Which brings us back to the question of what is the difference between a Class C Reservist and a Regular Soldier.

I believe that the heart of the problem lies in the identity of the Canadian Army. It suffers from the British tradition of their being no army. There is a collection of local regiments that are annually authorized and that operate under the command and control of a single General Staff.

The British Army gains its corporate identity because it is regularly brigaded and employed. It is rare for a year to go by without a Brit soldier being shot at.

The Canadian Army is a Militia. And it hates that.

Until 1940 the Regular Force was known as the Permanent Active Militia, in other words a slice of the Militia that was permanently available for active service. That constituted three Infantry Battalions and a few Cavalry Squadrons.

Most of the rest of the Permanent Militia were instructor cadres supposedly dedicated to training the Sedentary Militia.

With WWI the Permanent Militia found, and lost, a voice and a role that actually converted it into a real army.

When WWII came along it was the answer to the ancient prayer "Dear Lord, let me do it again.
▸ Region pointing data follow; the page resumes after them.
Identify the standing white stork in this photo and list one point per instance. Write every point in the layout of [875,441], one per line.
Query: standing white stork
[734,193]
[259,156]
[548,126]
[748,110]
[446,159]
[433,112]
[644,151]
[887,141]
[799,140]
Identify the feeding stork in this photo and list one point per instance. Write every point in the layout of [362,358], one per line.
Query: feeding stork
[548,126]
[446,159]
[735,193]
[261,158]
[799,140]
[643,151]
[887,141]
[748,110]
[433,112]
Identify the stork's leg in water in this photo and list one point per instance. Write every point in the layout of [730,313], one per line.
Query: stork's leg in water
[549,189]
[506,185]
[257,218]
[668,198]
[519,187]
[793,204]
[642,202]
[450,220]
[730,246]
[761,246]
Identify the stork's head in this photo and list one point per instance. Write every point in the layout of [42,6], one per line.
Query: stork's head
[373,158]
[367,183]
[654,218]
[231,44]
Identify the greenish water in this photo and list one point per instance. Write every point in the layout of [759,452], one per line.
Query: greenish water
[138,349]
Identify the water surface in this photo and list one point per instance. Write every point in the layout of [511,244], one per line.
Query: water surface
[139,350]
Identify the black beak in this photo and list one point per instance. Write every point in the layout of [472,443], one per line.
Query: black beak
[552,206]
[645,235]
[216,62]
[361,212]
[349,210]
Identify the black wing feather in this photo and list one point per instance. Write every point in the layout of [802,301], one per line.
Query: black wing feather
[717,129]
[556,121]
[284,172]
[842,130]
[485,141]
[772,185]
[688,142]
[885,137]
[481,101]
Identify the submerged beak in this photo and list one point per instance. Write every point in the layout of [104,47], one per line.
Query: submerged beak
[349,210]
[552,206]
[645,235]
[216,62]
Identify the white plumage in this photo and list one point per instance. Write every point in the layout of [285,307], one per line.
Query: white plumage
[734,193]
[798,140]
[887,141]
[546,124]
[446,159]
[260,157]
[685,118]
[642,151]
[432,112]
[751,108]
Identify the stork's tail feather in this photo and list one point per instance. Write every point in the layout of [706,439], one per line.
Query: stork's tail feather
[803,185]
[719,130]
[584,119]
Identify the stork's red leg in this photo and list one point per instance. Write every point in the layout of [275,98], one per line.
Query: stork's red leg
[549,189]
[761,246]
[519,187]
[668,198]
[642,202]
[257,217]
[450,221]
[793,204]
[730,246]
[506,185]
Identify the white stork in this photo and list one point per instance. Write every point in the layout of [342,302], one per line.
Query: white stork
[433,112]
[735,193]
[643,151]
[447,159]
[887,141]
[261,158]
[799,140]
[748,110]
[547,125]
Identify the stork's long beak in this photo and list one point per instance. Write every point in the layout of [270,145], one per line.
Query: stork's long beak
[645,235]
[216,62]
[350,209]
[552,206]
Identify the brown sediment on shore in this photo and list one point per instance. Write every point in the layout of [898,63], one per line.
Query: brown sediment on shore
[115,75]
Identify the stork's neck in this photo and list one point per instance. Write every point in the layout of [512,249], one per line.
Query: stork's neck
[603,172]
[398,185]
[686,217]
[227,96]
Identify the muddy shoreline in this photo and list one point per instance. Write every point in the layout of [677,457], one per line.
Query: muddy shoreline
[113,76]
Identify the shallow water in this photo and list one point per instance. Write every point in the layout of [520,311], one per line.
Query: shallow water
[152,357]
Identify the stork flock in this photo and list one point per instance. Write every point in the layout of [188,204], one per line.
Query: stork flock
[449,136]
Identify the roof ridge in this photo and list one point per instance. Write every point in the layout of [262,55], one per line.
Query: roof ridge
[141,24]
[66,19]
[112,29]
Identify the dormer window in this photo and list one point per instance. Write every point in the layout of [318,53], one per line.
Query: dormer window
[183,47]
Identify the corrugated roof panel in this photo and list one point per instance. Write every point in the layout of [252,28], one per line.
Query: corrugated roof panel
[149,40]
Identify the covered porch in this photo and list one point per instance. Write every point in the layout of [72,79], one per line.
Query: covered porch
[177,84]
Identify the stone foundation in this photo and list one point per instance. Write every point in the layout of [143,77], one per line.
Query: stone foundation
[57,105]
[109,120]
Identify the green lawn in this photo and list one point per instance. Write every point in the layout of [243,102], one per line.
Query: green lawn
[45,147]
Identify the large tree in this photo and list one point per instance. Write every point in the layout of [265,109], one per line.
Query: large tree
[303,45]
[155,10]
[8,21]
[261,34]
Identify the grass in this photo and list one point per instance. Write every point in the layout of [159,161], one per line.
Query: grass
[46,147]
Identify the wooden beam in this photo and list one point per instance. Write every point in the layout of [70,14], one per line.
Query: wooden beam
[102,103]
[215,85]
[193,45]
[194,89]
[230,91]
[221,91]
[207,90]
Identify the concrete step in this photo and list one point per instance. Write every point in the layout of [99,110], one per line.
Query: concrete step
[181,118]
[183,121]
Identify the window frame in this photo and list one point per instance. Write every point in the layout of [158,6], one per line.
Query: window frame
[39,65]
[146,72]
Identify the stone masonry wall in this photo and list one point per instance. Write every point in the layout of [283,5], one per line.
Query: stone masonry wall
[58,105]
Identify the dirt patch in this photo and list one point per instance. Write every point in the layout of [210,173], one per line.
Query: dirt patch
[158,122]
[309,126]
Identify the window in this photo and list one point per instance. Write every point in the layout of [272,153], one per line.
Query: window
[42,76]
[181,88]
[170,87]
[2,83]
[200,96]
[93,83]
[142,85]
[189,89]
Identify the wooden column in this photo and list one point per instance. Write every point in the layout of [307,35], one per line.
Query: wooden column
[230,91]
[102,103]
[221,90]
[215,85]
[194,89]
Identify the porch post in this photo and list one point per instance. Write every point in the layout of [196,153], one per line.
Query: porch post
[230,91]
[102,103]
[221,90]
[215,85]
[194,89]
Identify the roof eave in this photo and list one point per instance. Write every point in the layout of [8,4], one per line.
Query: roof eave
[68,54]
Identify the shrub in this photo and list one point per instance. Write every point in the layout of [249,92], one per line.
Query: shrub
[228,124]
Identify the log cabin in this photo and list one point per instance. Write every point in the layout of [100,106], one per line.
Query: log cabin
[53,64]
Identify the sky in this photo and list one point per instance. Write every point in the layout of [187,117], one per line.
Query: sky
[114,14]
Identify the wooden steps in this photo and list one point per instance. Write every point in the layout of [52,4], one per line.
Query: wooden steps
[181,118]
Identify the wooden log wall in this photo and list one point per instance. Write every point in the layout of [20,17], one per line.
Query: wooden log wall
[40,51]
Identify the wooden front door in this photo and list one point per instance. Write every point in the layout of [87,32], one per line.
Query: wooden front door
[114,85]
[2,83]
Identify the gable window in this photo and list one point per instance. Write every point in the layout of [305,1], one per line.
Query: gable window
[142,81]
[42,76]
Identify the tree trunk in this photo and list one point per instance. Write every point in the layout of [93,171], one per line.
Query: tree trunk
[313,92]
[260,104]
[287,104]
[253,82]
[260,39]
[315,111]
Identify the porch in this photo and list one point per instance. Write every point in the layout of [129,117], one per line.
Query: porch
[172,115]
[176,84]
I promise not to screw it up this time." Korea and 4 CMBG cemented the Army as an institution and separated it from its Militia roots. The loss of Army identity in Unification was particularly problematic but the Army survived and managed to recreate itself. Eventually it managed to eliminate the Militia entirely by simply calling it the Reserves - and removing it as a separate, competing entity.

But institutions don't die easy. The Militia, even when called the Reserves, still exists in thought, deed and word.

So the answer to the question of the difference between the Class C Reservist (Militiaman) and the Regular Soldier (Permanent Active Militiaman) is that they are both full time employees but employees of two separate, competing, institutions. And the Militia is reliant on support from an entity that would rather not be reminded that the other exists and would prefer that it didn't have to support it.

It sees every dollar spent on the Militia as a dollar lost to the "Real" Army, the regular force of the Permanent Active Militia.